ルキフェルス「次に勝手な事をすれば、お前を処分する。行け!」
ベルゼは納得しないまま、その場を後にした。
玉座に座り直したルキフェルスは、フードの中で今後の計画を どうするか考えながら、険しい顔を浮かべていた。
ルキフェルス「(まさかネロを消すとは・・・!)」
・・・・・・
*ウェストバージニア 供給局 12月9日 21:40*
供給局で健がシステムの復旧を急ぐ後ろでは、天龍と木曾、呉提督がテログループのメンバーを相手に戦っていた。
木曾「こいつら、人間じゃないのか?」
天龍「お前ら何だよ!?早く死ねよ!」
天龍と木曾が相手をしている男2人は、どれだけ身体を斬られても立ち上がってくる。その気味の悪さに、天龍と木曾も動揺を隠せない。
呉「中々やるじゃない。だけど、私の方が美人だわ!」
マイ「自分の顔、鏡で見た事ある?」
呉提督はテログループの女性メンバー、マイを相手に奮闘していた。しかし、細身の身体から繰り出される素早い攻撃に、呉提督は苦戦していた。呉提督はパワースタイルの戦い方を得意としている。忍者のような素早いマイが相手では、少々 分が悪かった。

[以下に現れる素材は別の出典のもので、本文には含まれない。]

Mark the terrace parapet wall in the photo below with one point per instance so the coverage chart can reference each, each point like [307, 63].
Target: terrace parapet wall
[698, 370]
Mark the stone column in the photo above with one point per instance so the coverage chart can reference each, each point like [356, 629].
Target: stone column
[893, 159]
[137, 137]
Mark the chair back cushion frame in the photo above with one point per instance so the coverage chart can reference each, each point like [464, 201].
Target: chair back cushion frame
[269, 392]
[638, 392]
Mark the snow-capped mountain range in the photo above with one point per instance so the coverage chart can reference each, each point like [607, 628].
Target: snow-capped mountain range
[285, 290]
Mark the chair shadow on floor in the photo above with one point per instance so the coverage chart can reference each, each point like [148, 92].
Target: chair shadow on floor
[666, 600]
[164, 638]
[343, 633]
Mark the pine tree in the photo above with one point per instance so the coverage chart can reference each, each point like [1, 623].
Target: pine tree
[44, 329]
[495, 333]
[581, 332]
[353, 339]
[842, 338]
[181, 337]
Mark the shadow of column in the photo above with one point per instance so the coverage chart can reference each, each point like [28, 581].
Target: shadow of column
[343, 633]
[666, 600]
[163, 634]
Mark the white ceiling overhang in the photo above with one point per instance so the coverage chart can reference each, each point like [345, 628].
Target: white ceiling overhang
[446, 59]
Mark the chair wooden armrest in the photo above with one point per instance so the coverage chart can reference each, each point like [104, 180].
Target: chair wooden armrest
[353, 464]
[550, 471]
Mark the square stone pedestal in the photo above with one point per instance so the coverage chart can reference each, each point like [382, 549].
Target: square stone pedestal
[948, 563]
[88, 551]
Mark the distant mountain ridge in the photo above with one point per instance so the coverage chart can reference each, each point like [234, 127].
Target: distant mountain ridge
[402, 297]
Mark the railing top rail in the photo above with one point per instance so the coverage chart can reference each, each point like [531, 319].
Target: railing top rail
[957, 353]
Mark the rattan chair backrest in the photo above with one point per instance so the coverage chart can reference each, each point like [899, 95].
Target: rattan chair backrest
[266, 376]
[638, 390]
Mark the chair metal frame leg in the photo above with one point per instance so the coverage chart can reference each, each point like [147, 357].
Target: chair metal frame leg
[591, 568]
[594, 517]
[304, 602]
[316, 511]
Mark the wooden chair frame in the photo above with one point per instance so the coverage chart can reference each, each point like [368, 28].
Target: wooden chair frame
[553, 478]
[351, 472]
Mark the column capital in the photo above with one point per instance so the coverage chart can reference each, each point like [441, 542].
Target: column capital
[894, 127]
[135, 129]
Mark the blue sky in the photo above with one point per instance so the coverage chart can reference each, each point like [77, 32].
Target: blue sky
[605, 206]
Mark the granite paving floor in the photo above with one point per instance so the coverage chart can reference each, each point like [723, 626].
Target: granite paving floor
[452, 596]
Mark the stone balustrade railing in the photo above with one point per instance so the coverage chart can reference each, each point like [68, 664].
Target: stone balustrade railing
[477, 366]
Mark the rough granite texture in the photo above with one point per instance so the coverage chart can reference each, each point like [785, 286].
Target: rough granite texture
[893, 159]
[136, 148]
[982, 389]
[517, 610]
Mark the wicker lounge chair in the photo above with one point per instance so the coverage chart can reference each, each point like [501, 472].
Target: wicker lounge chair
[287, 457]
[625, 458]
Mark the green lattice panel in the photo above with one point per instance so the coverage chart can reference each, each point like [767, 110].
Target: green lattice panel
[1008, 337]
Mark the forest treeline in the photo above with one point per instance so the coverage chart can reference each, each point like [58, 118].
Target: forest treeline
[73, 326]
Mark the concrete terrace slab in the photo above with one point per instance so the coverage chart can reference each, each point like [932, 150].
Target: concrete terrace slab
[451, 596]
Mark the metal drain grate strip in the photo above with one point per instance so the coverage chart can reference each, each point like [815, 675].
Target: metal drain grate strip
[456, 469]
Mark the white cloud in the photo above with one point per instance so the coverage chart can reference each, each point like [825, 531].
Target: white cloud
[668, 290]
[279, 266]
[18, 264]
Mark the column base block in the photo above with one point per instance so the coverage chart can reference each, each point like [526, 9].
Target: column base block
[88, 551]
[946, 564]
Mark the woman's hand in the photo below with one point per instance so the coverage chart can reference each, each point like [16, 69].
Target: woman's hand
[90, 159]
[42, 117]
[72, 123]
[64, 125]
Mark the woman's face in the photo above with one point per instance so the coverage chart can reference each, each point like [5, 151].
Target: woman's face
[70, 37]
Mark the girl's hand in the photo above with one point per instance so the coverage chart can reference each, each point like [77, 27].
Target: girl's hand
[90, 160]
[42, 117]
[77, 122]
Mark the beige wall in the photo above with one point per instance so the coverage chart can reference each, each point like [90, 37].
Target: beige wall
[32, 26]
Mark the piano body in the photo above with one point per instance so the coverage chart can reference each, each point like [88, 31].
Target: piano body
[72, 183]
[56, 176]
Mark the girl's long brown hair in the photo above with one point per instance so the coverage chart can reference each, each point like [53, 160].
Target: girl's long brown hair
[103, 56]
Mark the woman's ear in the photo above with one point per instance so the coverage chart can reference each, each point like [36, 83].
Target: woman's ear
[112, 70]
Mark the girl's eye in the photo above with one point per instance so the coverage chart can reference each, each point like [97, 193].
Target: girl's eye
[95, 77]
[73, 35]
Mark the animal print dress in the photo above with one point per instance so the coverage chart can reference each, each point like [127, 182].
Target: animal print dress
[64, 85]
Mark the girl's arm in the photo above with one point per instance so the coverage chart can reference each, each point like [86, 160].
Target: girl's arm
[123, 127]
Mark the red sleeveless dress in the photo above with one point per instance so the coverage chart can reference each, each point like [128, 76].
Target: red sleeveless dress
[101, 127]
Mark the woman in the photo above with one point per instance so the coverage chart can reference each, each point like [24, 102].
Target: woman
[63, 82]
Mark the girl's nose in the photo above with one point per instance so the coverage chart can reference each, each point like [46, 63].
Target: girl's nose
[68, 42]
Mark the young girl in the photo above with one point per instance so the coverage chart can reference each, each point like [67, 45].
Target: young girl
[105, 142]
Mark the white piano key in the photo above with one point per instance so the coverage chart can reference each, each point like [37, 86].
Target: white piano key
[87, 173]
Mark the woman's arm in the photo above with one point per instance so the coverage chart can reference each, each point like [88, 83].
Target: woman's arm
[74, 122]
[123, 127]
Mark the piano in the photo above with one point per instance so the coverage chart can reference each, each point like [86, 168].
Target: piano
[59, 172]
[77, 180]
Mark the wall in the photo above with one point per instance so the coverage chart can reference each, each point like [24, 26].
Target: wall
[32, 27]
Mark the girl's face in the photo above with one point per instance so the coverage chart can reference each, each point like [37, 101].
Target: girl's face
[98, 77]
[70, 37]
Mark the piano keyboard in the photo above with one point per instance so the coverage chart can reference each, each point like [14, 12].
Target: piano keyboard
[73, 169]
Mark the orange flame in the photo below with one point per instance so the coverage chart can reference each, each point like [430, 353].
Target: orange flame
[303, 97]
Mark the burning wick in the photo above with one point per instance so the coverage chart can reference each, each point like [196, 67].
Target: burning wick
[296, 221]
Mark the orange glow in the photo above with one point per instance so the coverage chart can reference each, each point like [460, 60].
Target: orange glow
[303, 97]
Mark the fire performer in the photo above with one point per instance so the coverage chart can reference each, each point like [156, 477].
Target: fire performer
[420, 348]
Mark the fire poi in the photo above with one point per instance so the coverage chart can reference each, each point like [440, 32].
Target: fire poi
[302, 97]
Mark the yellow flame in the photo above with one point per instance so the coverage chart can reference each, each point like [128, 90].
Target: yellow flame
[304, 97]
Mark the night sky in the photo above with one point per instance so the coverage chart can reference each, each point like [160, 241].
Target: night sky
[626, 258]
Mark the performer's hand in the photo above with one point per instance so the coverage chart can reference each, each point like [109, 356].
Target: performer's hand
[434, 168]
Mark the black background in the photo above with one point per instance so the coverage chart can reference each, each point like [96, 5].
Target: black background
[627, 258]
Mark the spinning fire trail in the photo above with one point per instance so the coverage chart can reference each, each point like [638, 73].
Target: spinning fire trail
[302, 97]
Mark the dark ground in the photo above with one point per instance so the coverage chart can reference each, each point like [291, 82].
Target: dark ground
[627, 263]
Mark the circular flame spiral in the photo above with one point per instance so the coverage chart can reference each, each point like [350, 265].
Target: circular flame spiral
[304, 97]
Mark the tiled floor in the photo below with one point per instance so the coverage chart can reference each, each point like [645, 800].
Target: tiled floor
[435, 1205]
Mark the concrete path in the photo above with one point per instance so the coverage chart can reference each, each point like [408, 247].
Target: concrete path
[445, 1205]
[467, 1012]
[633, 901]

格闘戦の末、マイの蹴りが呉提督に諸に入る。呉提督は窓ガラスを突き破り、外に投げ出されてしまった。
天龍と木曾も、戦いの流れで制御室の外に戦いの場を移してしまった。制御室に残ったのは非力な健と、テロメンバーのマイだけだ。これはマズイ。
マイ「キーボードから手を離しなさい」
健「分かった、離したから撃たないで」
健は後ろから銃を突き付けられる。死の恐怖から、健はマイに従うしかなかった。
マイはコンピューターの画面を見て、顔を険しくさせる。供給局のシステムが、あと少しで完全に復旧しそうだった。
マイ「元に戻しなさい」
健「・・・できない」
マイ「やらなきゃ死ぬわよ」
健は銃を突き付けられた状態でも、精一杯の強がりで拒否する。しかし、コンピューターに関すること以外は、一般人と変わらない。銃で小突かれ、健は屈しそうになった。健の手が、キーボードに添えられる。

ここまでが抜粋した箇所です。